As I was sitting outside, I decided to e-mail my therapist. She had e-mailed me a link to an article on DID disclosure after our session that day. As odd as it is, I am okay with disclosing the DID to the outside world. Because of my work with HealthyPlace, my name is now permanently associated with DID. I am less okay with disclosing the DID to myself. Internally, I am finding it difficult to accept, even though I know that I have it. I am trying to be in denial while at the same time being fully aware that I am trying to be in denial despite the reality. Denial doesn’t quite work out so well when you are aware of it; it only creates dissonance. I also have a tendency to tell myself that I failed somehow and that is why I have DID, that it’s just another one of my many failures.

I also revealed what happened with my younger part the other day, and why I was so afraid to get in touch with those parts during therapy. My therapist wrote back that even though it is unnerving to be able to sense their feelings and hear their voices, that it is actually a good sign. She also wrote that I may not have been ready to hear those younger parts before, but now my consciousness is allowing it for a reason. I know that she’s right. but it still scares me. I feel ill-prepared. It’s just been me and Charlie for so long, and I wasn’t even handling that relationship well. My therapist is going to work with me on how to respond to my parts, because I told her I don’t think I know what to do and it overwhelms me, like it did on Tuesday. I need to get myself to a point where I can just accept my DID and my parts, and realize that this is not an indication of failure. I feel horrible for not being able to protect all of my parts from their traumas, when the reality is that I have these parts because they were protecting me.

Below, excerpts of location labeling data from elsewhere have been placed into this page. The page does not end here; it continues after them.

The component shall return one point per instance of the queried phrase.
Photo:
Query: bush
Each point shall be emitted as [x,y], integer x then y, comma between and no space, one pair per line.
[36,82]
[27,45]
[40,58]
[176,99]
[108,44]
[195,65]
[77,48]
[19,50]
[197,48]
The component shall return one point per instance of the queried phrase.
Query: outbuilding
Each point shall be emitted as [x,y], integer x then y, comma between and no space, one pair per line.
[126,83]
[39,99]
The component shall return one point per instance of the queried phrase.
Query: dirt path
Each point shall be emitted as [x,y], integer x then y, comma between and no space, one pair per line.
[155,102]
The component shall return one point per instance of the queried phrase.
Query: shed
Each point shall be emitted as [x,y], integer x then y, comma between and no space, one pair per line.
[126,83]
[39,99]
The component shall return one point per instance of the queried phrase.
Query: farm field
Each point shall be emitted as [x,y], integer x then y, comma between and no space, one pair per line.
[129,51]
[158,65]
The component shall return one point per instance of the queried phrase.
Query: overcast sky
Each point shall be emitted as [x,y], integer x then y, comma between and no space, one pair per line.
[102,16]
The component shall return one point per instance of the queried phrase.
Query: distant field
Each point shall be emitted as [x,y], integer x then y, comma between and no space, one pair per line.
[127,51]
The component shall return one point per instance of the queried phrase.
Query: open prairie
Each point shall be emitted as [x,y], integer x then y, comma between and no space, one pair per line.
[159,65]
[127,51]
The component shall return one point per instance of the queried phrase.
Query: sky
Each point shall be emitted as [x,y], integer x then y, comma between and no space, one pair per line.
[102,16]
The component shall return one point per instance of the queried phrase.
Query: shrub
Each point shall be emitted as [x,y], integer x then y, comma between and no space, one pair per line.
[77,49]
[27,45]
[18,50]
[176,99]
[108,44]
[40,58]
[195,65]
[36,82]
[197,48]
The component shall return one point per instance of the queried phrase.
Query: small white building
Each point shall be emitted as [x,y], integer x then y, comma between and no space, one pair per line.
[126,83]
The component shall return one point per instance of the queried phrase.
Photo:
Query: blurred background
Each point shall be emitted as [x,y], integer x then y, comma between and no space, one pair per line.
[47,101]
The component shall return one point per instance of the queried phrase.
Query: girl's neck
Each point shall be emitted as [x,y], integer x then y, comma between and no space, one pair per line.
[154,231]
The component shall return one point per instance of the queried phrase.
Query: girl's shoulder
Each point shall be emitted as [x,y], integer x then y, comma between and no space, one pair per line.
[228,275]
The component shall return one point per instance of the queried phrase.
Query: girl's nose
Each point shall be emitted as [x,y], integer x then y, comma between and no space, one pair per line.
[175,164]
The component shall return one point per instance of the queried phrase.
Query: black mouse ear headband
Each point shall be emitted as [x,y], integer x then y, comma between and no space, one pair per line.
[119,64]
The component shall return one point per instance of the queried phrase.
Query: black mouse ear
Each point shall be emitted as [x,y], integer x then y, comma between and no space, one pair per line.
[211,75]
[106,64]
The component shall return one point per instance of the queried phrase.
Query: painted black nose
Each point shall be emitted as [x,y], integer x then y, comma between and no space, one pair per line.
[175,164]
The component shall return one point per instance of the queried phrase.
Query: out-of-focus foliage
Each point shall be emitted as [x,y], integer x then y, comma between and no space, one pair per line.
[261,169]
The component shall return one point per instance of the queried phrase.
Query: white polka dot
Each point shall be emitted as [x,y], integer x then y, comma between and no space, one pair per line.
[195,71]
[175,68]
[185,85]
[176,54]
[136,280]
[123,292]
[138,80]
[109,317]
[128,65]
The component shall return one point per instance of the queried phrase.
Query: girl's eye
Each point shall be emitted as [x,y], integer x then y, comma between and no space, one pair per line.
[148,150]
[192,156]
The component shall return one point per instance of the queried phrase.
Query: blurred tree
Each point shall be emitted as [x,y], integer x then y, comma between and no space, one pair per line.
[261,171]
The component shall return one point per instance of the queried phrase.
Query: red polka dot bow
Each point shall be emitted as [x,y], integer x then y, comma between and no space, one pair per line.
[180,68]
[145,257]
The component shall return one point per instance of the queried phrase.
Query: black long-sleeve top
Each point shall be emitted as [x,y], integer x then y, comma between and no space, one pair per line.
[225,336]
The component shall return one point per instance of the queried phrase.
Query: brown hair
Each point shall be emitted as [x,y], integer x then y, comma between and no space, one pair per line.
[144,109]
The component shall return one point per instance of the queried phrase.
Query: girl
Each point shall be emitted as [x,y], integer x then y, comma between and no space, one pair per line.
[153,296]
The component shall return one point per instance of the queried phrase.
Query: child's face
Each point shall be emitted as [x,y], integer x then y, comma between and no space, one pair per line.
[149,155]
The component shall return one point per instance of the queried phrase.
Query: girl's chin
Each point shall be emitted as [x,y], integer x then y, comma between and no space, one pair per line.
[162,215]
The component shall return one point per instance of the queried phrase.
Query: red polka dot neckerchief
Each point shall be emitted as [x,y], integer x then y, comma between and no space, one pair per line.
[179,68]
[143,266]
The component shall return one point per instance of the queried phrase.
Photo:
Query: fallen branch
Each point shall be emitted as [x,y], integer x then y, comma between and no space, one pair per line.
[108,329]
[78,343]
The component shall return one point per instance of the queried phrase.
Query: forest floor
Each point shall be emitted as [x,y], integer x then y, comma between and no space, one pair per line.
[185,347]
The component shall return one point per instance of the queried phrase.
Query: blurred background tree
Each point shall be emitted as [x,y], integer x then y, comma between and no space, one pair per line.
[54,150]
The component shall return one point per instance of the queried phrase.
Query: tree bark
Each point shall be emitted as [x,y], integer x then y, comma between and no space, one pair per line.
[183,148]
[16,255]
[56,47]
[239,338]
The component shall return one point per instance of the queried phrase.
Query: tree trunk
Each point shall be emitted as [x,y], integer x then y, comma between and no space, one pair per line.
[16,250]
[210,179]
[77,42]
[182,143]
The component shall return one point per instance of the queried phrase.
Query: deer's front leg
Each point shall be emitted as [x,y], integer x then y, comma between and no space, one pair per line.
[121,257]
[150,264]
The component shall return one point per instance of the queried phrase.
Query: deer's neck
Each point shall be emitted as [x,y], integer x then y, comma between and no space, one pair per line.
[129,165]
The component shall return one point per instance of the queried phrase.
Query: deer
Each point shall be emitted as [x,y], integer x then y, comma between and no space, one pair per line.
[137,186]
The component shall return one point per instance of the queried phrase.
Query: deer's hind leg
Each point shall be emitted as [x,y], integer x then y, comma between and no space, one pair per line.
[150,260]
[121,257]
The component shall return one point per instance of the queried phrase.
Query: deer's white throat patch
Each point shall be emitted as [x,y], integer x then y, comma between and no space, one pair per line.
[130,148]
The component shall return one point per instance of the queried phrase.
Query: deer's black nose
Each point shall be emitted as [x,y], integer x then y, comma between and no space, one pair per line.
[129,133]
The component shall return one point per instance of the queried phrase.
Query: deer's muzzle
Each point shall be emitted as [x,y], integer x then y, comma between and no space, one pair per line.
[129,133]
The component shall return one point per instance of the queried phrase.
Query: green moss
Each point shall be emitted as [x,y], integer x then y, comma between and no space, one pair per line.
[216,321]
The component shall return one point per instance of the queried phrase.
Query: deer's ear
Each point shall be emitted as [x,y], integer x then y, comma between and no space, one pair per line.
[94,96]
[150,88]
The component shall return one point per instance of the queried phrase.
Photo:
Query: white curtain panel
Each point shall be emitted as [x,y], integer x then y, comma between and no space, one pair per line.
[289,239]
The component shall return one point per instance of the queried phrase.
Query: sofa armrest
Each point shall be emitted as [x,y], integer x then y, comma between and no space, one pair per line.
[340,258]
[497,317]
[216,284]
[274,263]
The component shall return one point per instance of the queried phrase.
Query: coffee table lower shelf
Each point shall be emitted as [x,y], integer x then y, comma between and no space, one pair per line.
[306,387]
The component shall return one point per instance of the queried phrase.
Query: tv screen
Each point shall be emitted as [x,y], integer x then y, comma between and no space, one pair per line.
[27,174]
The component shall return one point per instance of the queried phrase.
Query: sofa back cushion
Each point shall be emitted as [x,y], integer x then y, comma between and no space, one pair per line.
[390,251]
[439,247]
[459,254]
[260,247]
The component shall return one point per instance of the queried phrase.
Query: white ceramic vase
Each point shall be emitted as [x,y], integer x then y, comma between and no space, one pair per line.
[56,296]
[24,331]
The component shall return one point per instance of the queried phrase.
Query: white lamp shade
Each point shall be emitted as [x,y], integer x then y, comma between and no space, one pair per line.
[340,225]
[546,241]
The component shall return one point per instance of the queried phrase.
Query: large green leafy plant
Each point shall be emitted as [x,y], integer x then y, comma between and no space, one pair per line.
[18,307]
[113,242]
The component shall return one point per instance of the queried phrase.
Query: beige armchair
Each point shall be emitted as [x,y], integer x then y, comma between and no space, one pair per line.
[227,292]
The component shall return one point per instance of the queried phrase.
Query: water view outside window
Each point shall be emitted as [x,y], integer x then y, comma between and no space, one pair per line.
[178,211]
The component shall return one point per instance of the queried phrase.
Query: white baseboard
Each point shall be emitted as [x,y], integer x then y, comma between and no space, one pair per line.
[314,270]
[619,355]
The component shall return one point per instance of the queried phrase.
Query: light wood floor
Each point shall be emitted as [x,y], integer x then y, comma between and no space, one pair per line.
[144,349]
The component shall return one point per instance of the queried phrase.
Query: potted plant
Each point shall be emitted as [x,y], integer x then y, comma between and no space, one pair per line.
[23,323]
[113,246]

With all that’s been going on these last few weeks, I put grad school preparation off to the side. I have just over three weeks before the application is due. I am going to need to make it a priority to get everything finished. This is something I need to do, not only for financial reasons but because deep down, I feel like I have a purpose as a therapist. I feel that a lot of what has happened has happened for a reason. I moved to this specific location for a reason. I was chosen to write about living with DID for HealthyPlace for a reason. I started this blog for a reason, and it has evolved into so much more than I intended it to be. All of these things have helped me to grow, even though I have trouble seeing that sometimes. I think grad school will also help me grow. It will give me more purpose.

Thankfully, I’ve been given extra hours at work this coming week. It will help keep me busy, and I’ll have more money to pay my bills. I’m just hoping that I will be able to handle the extra work, and the blog, and the grad school prep, and therapy. It’s draining, but it’s what I need to do.